Here;
Source: BBC
This is what you are dubbing as pumping. To put it simple, US government has been buying assets to stimulate economic activity. Current forecast indicates that QE is no longer required.
US economic setup is too big and complex for any single person to explain properly. Expenditure related policies continue to change. If Obama has implemented MediCare in to the expenditure; the next administration can terminate it.
Total revenue generation of USA is at 5.1 Trillion USD currently. Total expenditure of USA is at 6.4 trillion USD currently. The fiscal gap can be easily bridged. And very large economies can tolerate fiscal gaps for a long long time.
And I will give you some indicators:
U.S. Manufacturing Grows at Fastest Pace in a Year: Economy - Businessweek
US job creation heralds stronger recovery
And US has no shortage of natural resources that can be exploited for economic purposes. Here is a sign; News Headlines (And this is just OIL.)
So lay off.
You clearly have no idea what you are talking about. The fiscal deficit of the US economy (difference between debts and revenues) is INCREASING dramatically over the years.
U.S. Deficit Increased to $1.3T in Fiscal 2011 - Bloomberg
Just to break even, the US would have to have a huge surplus over the next few decades (much more revenue than debts), which is an impossible feat to achieve.
Here is another interesting article about how the US economy is basically bankrupt:
U.S. Is Bankrupt and We Don
Pumping in stimulus packages into the US economy is only a band aid, it is not a real recovery, & things are getting worse for the US dollar and economy by the day.
The US will never get rid off food stamps, medicare, medicaid etc (neither the Republicans, nor the Democrats suggest this); & will find it impossible to get the kind of tax hikes needed to break even. The fiscal deficit will continue to increase.

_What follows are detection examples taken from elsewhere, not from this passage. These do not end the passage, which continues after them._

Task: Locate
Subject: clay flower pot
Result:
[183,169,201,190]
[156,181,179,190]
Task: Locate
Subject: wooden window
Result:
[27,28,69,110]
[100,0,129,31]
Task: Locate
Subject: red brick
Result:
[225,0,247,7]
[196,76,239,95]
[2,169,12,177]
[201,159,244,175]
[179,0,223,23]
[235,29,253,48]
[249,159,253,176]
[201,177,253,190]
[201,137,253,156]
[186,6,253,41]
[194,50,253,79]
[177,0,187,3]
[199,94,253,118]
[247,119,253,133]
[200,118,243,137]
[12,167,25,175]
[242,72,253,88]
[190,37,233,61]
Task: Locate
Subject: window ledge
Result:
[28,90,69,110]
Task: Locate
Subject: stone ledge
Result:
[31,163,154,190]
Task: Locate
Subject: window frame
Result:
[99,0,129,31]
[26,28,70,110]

Oh my children----you are so innocent---most of pakistan is flat lands----whereas a lots of afg is mountains----
When the US/NATO (120K) & ANA (250K) troops are finding it hard to defeat the Taliban (40-50K), Haqqani network (15-25K) with their primitive weapons; how will they be able to defeat the Pakistan Army (700K active troops, 700K reserve force), Pakistani population with arms (2000K), as well as insurgent groups in a direct military confrontation (with the added complexity of 120 nuclear warheads, although not a threat to the US, but a threat to US interests)?
While you look at the geographical demographics, you fail to look at the population demographics that are much more willing to fight the US than the Afghans are.